Nearly all the people in the streets are there not just because Michael Brown appears to have been murdered by an angry cop, but because Brown is just the latest black male to be killed in a string of violence visited upon people of color by “the authorities” – the ones who are supposed to protect all of us from violence. Brutality like that goes back hundreds of years in America. There are too many dead kids who were treated as guilty until proven innocent and then given a trial and sentencing by Judge Service Revolver. There have been too many anguished mothers and fathers and sisters and brothers. Whatever Michael Brown was, he did not deserve a hail of bullets as his hands were raised in surrender.

So, that lady who called the talk show is probably wrong in her assumption of why people are in the streets of Ferguson, MO. But why would she make such a huge leap beyond good sense? That is the second part of the double “Huh?”

We human beings have a natural fear of those who are different from us. It’s a tribal instinct born of the ancient, existential imperative to survive. Back then those who were known were presumably safe, while those who were unknown seemed different and might have been lethal to us. That was a valuable attitude 20,000 years ago. It’s not as valuable today, amidst the conglomeration of people in our urban and suburban settings.

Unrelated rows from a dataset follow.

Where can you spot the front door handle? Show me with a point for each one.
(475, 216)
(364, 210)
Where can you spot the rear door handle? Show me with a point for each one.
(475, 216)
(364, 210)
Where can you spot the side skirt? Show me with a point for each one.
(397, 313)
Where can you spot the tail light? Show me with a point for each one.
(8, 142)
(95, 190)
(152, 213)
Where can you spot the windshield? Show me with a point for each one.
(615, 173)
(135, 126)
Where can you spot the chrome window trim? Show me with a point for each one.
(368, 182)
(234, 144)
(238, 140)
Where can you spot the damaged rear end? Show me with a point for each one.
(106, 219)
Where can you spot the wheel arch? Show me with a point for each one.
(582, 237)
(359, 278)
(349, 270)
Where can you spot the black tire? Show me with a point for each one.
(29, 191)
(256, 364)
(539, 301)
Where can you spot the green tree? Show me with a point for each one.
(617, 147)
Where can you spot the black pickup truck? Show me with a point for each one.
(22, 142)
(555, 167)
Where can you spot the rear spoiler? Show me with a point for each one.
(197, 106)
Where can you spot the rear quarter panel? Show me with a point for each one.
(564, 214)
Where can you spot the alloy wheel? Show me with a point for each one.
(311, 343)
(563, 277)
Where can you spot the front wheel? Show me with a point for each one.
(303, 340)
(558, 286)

Every one of us is uncomfortable with not knowing, so we make up stories to fill in the blanks. If you pay attention, you’ll find yourself doing it multiple times a day. The corollary to that is that when we are anxious, the stories we make up are always negative. And it is only a small, self-protective leap from not knowing someone to wild assumptions about them.

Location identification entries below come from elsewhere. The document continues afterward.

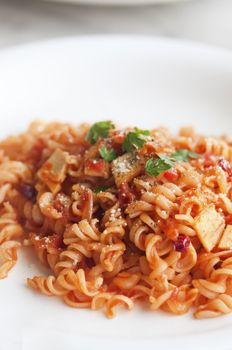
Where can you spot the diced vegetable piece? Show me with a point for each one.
(209, 225)
(53, 171)
(126, 167)
(96, 167)
(226, 240)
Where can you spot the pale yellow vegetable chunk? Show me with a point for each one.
(126, 167)
(209, 225)
(226, 240)
(53, 171)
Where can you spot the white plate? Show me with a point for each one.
(135, 81)
(117, 2)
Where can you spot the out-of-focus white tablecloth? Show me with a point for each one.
(207, 21)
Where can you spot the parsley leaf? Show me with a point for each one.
(99, 130)
(184, 154)
(100, 189)
(107, 154)
(154, 167)
(134, 139)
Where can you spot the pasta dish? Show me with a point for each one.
(121, 216)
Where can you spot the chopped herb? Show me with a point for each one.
(100, 189)
(134, 139)
(107, 154)
(184, 154)
(99, 130)
(154, 167)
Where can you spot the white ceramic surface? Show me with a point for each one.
(117, 2)
(134, 81)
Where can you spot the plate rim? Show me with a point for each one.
(177, 44)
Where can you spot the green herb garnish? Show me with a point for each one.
(107, 154)
(154, 167)
(100, 189)
(134, 139)
(99, 130)
(184, 154)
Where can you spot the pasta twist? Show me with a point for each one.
(163, 197)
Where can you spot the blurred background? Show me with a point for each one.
(206, 21)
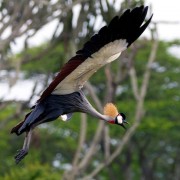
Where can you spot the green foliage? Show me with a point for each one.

Apply that to caller lady and you might get this knee-jerk progression:

– Those people are rocking the stability of my world and that makes me feel anxious.

– They don’t live in my neighborhood and they look different from me. In fact, they look like a lot of the perps I see in mug shots on the evening news. I’m afraid of them.

– I don’t know why all those people are in the street but they look angry and scary.

– Some of them are looting and vandalizing.

– They’re probably all crooks and they’re protesting so that they can loot stores and vandalize other people’s property.

It takes just a few short steps to jump from anxious near-ignorance to the comfort of “knowing” crazy stuff. Worse, in doing so there is no need to stretch ourselves and find compassion for people in pain.

Ferguson, o’ Ferguson, I hurt for you and for all the Fergusons with different names but with the same torment. I even hurt for caller lady and her self-imposed tribal limitations that keep her small and extend the hate in America. But, honestly, not much.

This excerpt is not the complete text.